Campione nello sport, studente modello all'università. Simone Giannelli è il ragazzo modello e il giocatore perfetto, nonostante i suoi 22 anni. Ha iniziato a giocare a pallavolo seguendo le orme della sorella più grande, Martina, che giocava in Serie C. Lui giocava a calcio e a tennis, oltre a sciare. Poi dalle scuole medie ha intrepreso la strada del volley. Dopo un po' di Gavetta si capisce subito, tra club e nazionale, che le sue qualità da pallavolista sono fuori dalla norma per classe ed intelligenza. Entrato a far parte della squadra della sua città, Bolzano, già da giovanissimo, ricevette presto le attenzioni del Trentino, che non ci mise molto a capire il talento del palleggiatore classe '96. Per Simone Giannelli la trafila delle giovanili con la maglia della società di Diego Mosna fu veloce, tanto che nel 2012 venne aggregato in prima squadra e nel 2013 esordì nella massima serie del campionato italiano, raggiungendo anche un record personale: essere l'atleta più giovane ad aver mai esordito in Serie A con Trento.

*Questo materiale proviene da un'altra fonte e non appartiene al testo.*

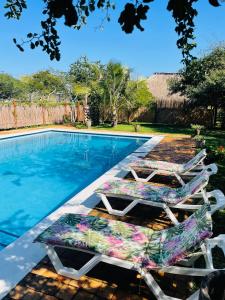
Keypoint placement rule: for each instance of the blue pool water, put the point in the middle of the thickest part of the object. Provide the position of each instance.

Il resto è storia dei nostri giorni, con Giannelli diventato un punto fermo della nazionale italiana, nonché capitano della sua squadra di club, ed un futuro ricco di successi di fronte a sé. Intanto si è messo subito in mostra anche gli albori della stagione 2018/2019, durante la Del Monte Supercoppa svoltasi al PalaEvangelisti di Perugia, dove si è preso la soddisfazione di murare l'idolo di casa Leon: “E' stata solo fortuna” - ha dichiarato Giannelli - “per murare uno come lui vuol dire che ha sbagliato qualcosa, alle altezze a cui arriva, se non chiude troppo è impossibile fermarlo”.

Il meglio di Giannelli

Giannelli ha vinto due Scudetti con Trento, il primo nella stagione 2012-2013, il secondo nella stagione 2014-2015. Con la Nazionale azzurra invece vanta tre medaglie d'argento e una di bronzo. A titolo individuale il suo palmares recita il premio di MVP della Serie A nel 2015 e quello di miglior palleggiatore del campionato europeo dello stesso anno, mentre nell'anno successivo è stato eletto miglior palleggiatore della Champions League e della World League, oltre che del Campionato Mondiale per Club. Giannelli vanta anche un record con la maglia di Trentino: nella stagione 2013/2014 è stato infatti il più giovane gialloblu di sempre a scendere in campo, per la precisione a Ravenna, con i suoi 17 anni, 2 mesi e 18 giorni, dando seguito alla tradizione del vivaio di Trento, che spesso e volentieri ha formato elementi per la prima squadra. Giannelli, non ha caso, ha detto di essere orgoglioso di essere diventato il capitano di Trento. “Non poteva esserci giocatore più adatto di Giannelli a ricoprire questo ruolo” - ha dichiarato il presidente Diego Mosna - “nonostante la giovane età è un simbolo della nostra società. Per Trentino Volley è un orgoglio averlo lanciato ad alti livelli”.